Closer to our time, an attempted assassination of President Harry Truman occurred on November 1, 1950. While Mr. Truman was residing at the Blair House in Washington during extensive renovations to the White House, two Puerto Rican nationalists attempted to enter the grounds and reach the president. In a wild, 5-minute gun-battle, Secret Service agents and Capitol policemen engaged the would-be assassins and kept them from entering the house. A Capitol policeman and one of the assailants were killed, and two other officers were wounded, (A friend of mine actually witnessed the shootout as he and his colleagues were having coffee at a nearby drugstore. They thought a movie scene was being filmed.)
The first assassination attempt on a president since the 1933 attempt on FDR in Florida shocked the nation. No partisan ever justified the Blair House attempt or said it was too bad that the assassins had failed.

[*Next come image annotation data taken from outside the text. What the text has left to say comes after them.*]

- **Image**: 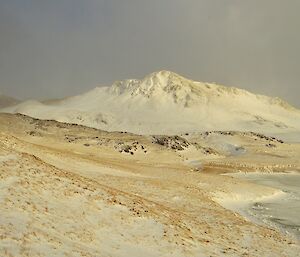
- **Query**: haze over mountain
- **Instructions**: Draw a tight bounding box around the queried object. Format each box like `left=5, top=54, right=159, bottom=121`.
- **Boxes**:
left=0, top=92, right=20, bottom=108
left=2, top=71, right=300, bottom=134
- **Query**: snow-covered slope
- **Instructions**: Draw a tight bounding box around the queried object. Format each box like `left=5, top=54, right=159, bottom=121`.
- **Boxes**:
left=2, top=71, right=300, bottom=134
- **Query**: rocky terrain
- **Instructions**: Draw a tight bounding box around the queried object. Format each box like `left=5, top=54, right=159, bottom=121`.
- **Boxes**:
left=0, top=114, right=300, bottom=257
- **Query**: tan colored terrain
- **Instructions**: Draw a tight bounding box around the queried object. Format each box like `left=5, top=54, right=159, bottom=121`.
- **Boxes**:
left=0, top=114, right=300, bottom=257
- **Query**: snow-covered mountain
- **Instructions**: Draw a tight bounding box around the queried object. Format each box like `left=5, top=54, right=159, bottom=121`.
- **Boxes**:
left=0, top=92, right=19, bottom=108
left=2, top=71, right=300, bottom=134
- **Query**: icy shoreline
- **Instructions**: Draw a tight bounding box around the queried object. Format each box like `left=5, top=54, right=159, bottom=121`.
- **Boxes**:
left=215, top=172, right=300, bottom=240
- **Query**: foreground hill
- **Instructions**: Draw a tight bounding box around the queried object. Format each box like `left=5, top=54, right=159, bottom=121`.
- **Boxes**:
left=0, top=114, right=300, bottom=257
left=3, top=71, right=300, bottom=134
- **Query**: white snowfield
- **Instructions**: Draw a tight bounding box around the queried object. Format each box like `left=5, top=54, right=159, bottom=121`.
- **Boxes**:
left=2, top=71, right=300, bottom=134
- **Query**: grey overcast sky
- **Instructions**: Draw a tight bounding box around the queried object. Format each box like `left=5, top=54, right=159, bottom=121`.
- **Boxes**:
left=0, top=0, right=300, bottom=107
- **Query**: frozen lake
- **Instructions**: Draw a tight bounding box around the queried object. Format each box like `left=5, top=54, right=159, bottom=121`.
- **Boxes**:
left=230, top=172, right=300, bottom=239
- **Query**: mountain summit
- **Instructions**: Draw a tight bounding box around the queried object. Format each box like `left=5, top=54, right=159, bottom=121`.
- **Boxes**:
left=3, top=71, right=300, bottom=134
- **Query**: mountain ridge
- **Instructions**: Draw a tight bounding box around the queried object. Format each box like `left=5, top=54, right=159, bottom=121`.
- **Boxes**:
left=2, top=71, right=300, bottom=134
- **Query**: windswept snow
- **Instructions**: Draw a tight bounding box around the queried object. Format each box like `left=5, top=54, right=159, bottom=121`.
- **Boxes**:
left=3, top=71, right=300, bottom=134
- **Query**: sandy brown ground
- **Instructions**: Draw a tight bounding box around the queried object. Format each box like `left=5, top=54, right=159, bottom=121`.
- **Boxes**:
left=0, top=114, right=300, bottom=256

Mr. Truman was not very popular at the time, but he was still our president. Wishing him harm simply wasn’t done – another difference between then and now. Bad things might happen, but our reaction to them was notably different then.
Of course, November 22, 1963, is another November date that is seared into the memories of all who are old enough to recall the shock of hearing that President John Kennedy had been fatally shot on a Dallas street. A filming of the event by spectator Abraham Zapruder still evokes the horror of the grisly scene. In many ways the country has never recovered from that terrible day. Let’s pray that we never see its like again.
November – a month of bare trees and leaden skies, and days of remembering.